From 1981 to 1983, Mrs. Brill worked for NASA developing the rocket motor for the space shuttle. In a statement after Mrs. Brill’s death, Michael Griffin, president of the American Institute of Aeronautics and Astronautics, praised her as “a pioneering spirit” who coupled “a clear vision of what the future of an entire area of systems should be with the ingenuity and genius necessary to make that vision a reality.”

Beef Stroganoff came first.

All the discrimination she overcame? Yeah, I’d have said she was just the exception to the rule… except that maybe she isn’t excepted after all.

********

Update! It seems even the New York Times cares about social media. The first paragraph has mysteriously changed… now, it reads:

She was a brilliant rocket scientist who followed her husband from job to job and took eight years off from work to raise three children. “The world’s best mom,” her son Matthew said.

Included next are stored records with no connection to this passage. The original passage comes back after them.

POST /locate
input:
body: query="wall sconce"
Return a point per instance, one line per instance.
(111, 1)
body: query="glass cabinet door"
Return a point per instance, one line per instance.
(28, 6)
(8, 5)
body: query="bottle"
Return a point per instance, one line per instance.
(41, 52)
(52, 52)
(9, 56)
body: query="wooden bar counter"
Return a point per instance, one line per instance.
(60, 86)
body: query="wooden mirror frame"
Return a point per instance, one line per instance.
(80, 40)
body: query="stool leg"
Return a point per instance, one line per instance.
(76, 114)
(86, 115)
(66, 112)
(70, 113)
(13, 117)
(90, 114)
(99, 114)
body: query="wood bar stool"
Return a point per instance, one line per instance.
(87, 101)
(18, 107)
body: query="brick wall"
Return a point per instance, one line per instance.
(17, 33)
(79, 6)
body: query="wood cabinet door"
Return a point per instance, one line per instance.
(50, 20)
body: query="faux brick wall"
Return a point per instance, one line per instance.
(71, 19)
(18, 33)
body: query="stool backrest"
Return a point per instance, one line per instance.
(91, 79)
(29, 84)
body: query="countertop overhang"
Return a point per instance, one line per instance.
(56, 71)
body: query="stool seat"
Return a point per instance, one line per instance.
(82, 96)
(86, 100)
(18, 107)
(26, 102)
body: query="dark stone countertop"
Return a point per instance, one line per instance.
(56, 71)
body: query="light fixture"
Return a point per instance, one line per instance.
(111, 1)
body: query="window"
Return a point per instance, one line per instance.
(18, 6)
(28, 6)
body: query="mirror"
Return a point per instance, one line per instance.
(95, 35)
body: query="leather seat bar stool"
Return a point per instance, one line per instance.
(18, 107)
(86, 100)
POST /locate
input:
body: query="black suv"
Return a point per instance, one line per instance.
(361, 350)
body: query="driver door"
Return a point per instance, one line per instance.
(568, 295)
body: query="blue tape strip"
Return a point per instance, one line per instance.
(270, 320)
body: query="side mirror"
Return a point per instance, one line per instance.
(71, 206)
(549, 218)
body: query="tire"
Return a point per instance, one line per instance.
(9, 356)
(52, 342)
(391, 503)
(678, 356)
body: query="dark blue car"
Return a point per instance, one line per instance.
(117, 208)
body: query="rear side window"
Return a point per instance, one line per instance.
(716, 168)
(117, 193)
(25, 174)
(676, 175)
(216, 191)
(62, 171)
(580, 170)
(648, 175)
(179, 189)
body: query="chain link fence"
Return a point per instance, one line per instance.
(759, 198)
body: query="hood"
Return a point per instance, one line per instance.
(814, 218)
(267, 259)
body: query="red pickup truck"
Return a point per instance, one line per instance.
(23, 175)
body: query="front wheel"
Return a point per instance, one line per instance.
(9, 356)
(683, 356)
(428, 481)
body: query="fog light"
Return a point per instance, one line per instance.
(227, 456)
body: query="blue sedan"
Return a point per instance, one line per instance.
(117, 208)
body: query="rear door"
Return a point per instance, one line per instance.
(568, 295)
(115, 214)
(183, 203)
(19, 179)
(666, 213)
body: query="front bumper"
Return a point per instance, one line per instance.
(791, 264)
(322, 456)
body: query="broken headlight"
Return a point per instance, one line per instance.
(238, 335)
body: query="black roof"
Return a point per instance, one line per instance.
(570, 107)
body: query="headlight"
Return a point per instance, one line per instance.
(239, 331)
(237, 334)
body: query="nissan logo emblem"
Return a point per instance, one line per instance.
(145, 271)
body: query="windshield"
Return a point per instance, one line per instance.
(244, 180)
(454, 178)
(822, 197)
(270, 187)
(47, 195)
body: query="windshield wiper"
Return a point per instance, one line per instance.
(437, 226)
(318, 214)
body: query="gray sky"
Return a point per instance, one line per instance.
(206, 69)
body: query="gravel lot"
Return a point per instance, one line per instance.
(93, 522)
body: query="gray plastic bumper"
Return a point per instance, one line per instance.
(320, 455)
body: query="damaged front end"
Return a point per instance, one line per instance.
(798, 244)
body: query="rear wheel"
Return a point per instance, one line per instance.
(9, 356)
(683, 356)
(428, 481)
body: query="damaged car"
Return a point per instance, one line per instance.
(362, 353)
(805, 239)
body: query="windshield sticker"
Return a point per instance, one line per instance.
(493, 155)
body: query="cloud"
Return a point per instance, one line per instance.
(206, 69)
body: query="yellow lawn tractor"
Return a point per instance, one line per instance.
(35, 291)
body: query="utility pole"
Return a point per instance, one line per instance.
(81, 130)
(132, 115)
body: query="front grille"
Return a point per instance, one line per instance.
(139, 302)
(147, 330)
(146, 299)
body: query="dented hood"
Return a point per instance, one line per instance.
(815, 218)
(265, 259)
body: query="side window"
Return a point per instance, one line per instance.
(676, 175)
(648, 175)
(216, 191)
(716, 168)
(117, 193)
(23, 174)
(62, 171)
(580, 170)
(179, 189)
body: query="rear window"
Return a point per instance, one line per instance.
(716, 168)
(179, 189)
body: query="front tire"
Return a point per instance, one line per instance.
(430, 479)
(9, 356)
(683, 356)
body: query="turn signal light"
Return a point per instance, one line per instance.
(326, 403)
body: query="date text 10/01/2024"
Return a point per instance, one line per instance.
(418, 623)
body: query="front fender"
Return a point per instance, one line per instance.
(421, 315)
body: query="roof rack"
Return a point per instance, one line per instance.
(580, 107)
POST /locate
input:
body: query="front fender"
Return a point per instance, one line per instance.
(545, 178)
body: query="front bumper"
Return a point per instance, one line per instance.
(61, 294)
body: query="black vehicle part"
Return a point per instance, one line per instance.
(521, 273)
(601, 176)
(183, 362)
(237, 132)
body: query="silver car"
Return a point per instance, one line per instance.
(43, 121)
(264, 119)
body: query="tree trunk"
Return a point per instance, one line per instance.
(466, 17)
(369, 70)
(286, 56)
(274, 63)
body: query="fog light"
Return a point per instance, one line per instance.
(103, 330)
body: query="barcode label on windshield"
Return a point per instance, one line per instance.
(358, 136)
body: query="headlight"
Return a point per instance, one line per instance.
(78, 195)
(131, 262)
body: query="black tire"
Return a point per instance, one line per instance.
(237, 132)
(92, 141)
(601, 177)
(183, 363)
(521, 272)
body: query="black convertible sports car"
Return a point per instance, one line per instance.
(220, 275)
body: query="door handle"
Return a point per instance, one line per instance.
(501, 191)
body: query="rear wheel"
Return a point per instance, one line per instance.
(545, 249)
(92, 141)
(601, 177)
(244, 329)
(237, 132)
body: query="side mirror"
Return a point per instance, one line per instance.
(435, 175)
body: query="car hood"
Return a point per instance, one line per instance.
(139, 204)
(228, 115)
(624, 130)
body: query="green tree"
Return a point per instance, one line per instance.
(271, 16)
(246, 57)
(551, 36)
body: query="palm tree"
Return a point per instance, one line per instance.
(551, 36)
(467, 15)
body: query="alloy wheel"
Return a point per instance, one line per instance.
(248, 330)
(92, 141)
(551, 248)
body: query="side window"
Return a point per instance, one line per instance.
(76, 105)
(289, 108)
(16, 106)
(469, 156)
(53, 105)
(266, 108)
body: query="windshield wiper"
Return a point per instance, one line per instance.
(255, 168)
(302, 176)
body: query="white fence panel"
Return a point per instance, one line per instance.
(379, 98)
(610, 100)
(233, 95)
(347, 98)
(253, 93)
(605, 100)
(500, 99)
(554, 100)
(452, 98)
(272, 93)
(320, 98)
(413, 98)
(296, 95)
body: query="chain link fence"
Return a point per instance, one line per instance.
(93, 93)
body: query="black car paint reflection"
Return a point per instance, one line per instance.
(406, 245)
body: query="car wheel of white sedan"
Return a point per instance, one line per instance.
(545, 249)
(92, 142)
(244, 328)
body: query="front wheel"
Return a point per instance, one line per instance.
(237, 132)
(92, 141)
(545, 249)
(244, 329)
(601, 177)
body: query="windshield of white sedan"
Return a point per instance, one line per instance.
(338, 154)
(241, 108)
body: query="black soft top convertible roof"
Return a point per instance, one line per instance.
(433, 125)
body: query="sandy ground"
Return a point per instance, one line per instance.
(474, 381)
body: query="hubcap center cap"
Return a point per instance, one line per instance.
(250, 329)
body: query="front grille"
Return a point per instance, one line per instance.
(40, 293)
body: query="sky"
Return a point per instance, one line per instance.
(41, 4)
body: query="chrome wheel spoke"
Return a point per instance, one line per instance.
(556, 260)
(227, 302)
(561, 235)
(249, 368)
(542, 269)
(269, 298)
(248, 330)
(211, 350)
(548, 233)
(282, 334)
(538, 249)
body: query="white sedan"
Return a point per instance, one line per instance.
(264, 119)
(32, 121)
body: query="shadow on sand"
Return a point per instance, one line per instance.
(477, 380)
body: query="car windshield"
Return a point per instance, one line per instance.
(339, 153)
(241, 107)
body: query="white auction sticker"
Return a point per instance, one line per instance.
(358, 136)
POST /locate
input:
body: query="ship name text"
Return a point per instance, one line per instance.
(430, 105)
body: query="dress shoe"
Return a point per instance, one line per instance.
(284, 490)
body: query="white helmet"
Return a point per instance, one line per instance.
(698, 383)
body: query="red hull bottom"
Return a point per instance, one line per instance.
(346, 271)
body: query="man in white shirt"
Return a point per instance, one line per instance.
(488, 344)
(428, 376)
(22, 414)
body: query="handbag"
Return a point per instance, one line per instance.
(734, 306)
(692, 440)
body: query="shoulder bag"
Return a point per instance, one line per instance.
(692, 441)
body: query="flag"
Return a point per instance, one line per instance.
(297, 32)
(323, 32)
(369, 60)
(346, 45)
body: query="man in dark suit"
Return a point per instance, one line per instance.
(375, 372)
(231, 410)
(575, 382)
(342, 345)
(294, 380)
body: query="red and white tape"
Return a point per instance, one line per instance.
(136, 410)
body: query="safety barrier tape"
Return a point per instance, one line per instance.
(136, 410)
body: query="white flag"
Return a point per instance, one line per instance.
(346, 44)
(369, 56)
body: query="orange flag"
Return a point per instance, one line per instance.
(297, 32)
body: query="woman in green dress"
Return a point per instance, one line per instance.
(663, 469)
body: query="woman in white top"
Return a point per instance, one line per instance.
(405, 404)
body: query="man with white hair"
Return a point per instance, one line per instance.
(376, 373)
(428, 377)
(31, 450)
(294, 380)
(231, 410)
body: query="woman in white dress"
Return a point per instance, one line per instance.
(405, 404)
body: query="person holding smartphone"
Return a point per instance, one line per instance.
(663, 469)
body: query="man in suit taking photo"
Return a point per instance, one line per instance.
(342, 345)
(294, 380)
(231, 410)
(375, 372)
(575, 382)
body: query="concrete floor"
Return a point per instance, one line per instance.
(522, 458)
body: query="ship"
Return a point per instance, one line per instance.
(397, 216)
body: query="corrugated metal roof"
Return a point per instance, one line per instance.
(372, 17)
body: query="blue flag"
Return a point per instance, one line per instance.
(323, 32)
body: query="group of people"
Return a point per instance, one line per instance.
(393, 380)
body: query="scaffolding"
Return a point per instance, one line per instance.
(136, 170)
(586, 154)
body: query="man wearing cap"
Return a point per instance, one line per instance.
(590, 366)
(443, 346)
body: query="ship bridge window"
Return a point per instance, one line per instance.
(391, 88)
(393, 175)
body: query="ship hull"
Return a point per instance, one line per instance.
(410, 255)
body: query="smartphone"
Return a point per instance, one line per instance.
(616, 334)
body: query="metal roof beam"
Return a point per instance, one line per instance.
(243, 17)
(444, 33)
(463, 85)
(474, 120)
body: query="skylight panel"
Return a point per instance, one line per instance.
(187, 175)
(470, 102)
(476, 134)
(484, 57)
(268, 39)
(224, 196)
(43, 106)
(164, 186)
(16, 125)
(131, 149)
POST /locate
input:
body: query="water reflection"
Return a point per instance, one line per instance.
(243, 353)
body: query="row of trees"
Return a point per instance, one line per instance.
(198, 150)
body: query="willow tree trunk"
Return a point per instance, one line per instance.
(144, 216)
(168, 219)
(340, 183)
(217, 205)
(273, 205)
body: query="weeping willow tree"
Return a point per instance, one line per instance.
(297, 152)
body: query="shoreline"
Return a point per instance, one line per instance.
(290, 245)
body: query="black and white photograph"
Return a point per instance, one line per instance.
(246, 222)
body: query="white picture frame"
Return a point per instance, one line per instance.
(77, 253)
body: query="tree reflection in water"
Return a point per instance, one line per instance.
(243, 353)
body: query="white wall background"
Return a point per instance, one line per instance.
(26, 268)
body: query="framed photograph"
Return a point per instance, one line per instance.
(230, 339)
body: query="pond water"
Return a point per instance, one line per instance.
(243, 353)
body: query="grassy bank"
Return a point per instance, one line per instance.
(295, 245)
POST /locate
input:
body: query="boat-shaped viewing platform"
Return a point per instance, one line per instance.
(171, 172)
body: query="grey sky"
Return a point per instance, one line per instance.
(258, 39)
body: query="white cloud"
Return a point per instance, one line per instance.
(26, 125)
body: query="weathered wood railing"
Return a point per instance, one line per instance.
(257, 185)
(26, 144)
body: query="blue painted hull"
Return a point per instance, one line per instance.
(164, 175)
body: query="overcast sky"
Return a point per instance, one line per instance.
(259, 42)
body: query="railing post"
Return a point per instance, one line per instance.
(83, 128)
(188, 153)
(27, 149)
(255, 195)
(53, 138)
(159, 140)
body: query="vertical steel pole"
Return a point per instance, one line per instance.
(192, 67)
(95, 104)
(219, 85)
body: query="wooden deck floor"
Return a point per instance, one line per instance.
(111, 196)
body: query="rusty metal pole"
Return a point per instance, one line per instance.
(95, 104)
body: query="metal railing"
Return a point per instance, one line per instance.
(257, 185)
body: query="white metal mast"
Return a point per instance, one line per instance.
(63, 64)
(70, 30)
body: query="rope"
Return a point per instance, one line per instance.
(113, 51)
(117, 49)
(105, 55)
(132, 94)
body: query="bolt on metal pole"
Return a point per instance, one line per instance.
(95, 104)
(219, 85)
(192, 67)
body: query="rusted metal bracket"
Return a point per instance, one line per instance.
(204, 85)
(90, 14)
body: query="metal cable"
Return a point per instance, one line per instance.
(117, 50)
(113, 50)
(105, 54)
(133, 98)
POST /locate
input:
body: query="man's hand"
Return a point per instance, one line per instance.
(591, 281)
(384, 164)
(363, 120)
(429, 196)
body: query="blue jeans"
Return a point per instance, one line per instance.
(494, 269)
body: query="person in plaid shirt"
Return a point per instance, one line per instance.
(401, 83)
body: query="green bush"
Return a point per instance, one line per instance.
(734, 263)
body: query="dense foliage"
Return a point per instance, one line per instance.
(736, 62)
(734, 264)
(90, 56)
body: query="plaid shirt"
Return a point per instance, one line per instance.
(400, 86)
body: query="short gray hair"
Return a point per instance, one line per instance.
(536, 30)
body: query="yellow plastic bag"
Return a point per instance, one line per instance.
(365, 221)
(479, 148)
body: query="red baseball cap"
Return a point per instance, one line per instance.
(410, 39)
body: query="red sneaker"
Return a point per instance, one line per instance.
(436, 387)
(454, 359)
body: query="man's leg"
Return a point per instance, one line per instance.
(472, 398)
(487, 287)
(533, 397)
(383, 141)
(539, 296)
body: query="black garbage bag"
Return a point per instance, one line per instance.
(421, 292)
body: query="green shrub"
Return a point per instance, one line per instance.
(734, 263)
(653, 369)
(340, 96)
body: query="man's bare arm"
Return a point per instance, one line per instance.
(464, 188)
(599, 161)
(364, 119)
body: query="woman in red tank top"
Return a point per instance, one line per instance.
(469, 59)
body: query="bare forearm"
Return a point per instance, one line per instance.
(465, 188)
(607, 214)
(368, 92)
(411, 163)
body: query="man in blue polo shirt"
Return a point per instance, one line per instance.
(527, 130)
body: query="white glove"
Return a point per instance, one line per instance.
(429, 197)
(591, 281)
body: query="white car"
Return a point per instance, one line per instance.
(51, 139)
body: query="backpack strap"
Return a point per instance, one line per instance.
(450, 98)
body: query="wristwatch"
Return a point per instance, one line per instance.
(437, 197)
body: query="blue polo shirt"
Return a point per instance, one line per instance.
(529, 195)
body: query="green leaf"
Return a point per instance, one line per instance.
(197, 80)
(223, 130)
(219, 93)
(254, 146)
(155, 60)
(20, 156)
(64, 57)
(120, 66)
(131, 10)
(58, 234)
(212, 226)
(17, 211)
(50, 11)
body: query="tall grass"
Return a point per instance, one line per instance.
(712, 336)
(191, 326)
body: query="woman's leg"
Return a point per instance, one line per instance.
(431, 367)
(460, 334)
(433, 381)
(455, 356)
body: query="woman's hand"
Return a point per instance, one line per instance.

So, when twitter explodes, the NYTimes listens.

Comments

  1. Randomfactor says

    I’m honestly surprised they didn’t lead with what she usually wore.

    Every time I see a description of what a female scientist is working on, they set the scene with her wardrobe.

  2. Cioran says

    Yeah, and when Chris Clark accuses the Times of supporting rape culture, and when P.Z. Meyers accuses it of supporting creationism, it listens … and laughs it ass off.

  3. Pierce R. Butler says

    C’mon, how many of you guys could cook a mean beef stroganoff with a home-made rocket thruster engine?

  4. rq says

    I’m sad that I am still surprised about how much women have done for progress and science without acknowledgement. I wish I didn’t have to be, that they could be as celebrated and openly acknowledged as their male counterparts, that it wouldn’t be surprising to hear that a woman made a significant contribution to space technologies.
    Oh, and I also wish that their cooking skills or mothering skills or fashion sense weren’t scrutinized to the same standard – because somehow making a bad beef stroganoff would reduce her value as a person and scientist? Please. Might as well say that Einstein was a bad physicist because he couldn’t boil himself a decent bowl of pasta (unsubstantiated claim, by the way, used for illustrative purposes).

  5. keithb says

    I am reminded of the Mom in _A Wrinkle in Time_ making dinner on a bunsen burner in the home lab. Everyone has a home lab, right?

  6. Fred says

    What an amazing woman.

    I’m glad the article was changed; it’s encouraging that some puplications ARE listening.